I’ve recently been spending a lot of time on Faraday’s remote servers, running one PostGIS operation after another in search of idealized geometries or custom market borders. In each case, I like to do a visual check to see that I haven’t created a node-sharing, topologically-laughable geo-monster before handing it off to another process on the same server.

My current workflow is to dump the geometry as geojson, grab the file to my local machine, and open it in QGIS or geojson.io — which is an extra minute at least for every look at a feature. I sometimes need to do this dozens of times an hour as I debug and optimize. Obviously this is complete crap, but there’s no easy way around it when the command line is the only window into the data.

The old ways


Multispectral classification of Landsat MSS data from the Salton Sea in California. From “Remote Sensing: Principles and Interpretation” by Floyd Sabins, 1978

From my remote sensing days at BU, I recalled my professors chuckling about how — in the dim ages before Arc/Info and most other raster processing systems — they would classify Landsat MSS data and then print out the results using ASCII characters in a grid. (After which they’d open beers with their teeth, calibrate their spectroradiometer lens with a hammer and toss the instrument into orbit with their bare hands. Those were the days).

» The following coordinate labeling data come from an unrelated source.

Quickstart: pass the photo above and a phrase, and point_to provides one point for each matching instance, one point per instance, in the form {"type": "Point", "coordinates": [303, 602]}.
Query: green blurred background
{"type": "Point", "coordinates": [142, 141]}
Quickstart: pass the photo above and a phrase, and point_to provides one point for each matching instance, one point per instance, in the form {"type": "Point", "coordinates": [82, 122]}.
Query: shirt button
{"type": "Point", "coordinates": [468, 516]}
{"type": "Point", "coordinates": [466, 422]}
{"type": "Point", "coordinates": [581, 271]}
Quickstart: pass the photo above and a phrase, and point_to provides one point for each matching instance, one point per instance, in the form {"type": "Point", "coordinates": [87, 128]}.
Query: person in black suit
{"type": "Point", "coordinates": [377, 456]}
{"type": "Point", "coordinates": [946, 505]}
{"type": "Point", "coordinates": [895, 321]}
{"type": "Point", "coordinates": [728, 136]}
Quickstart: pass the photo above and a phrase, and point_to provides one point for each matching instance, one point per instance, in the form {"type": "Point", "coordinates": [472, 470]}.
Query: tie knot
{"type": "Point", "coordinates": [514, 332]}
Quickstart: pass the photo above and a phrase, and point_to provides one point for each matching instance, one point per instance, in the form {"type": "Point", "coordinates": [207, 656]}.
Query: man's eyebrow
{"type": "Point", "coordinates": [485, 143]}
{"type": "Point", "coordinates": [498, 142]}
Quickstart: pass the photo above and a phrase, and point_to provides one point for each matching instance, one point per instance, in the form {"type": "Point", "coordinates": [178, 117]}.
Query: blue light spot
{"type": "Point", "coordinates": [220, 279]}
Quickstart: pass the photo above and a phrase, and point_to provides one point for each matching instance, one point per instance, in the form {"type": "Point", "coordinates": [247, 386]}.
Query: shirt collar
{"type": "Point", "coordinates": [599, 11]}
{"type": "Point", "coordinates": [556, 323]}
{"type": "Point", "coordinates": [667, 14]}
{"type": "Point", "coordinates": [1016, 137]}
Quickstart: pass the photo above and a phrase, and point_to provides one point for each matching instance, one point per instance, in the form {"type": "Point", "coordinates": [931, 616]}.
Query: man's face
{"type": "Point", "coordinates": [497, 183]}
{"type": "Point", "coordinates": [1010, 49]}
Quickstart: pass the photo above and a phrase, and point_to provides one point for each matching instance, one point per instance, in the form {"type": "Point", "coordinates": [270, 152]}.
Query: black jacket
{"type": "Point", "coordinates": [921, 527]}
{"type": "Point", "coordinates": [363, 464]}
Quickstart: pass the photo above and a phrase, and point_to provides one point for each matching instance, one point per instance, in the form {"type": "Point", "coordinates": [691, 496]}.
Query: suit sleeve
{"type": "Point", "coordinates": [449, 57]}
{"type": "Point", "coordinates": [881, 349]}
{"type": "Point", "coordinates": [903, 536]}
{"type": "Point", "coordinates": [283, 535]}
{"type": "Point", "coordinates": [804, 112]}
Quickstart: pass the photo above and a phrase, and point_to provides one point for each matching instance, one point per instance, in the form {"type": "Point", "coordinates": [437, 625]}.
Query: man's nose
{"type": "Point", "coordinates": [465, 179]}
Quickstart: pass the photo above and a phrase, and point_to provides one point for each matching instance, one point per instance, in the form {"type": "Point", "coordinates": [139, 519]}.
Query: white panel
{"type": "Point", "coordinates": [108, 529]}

So why not check to see if this sort of thing exists today? I floated a not-too-desperate-sounding trial balloon on twitter:


And let me remind you all that the internet is indeed awesome, because . . .


Three separate tools were thrown at me:


Kevin Wurster wrote gs2ascii, a fully-formed python module that cycles well through multiple features:


Update — August 13, 2015: Kevin added emoji functions. Heaven help us.



Damon Burgett put together a streamlined script (also python — I blame Sean Gillies for this nonsense) to do the same:



And Morgan Herlocker cryptically teased something called “GeoType” that seems to do %$#&in’ colors at the command line:


. . . then upped the craziness:


I thank you all — this is exactly the sort of thing I was looking for.


My colleagues Tristan Davies and Nick Husher pointed out two other solutions to my original problem: Use the geojson.io API (if the geometry is simple enough), or POST to a gist using the github API. Then in both cases just visit the URL. Jake Wasserman built yet another python tool to make that easier.

But I’m a geohipster, and I prefer the cartographic equivalent of hand-milled artisanal mustache wax.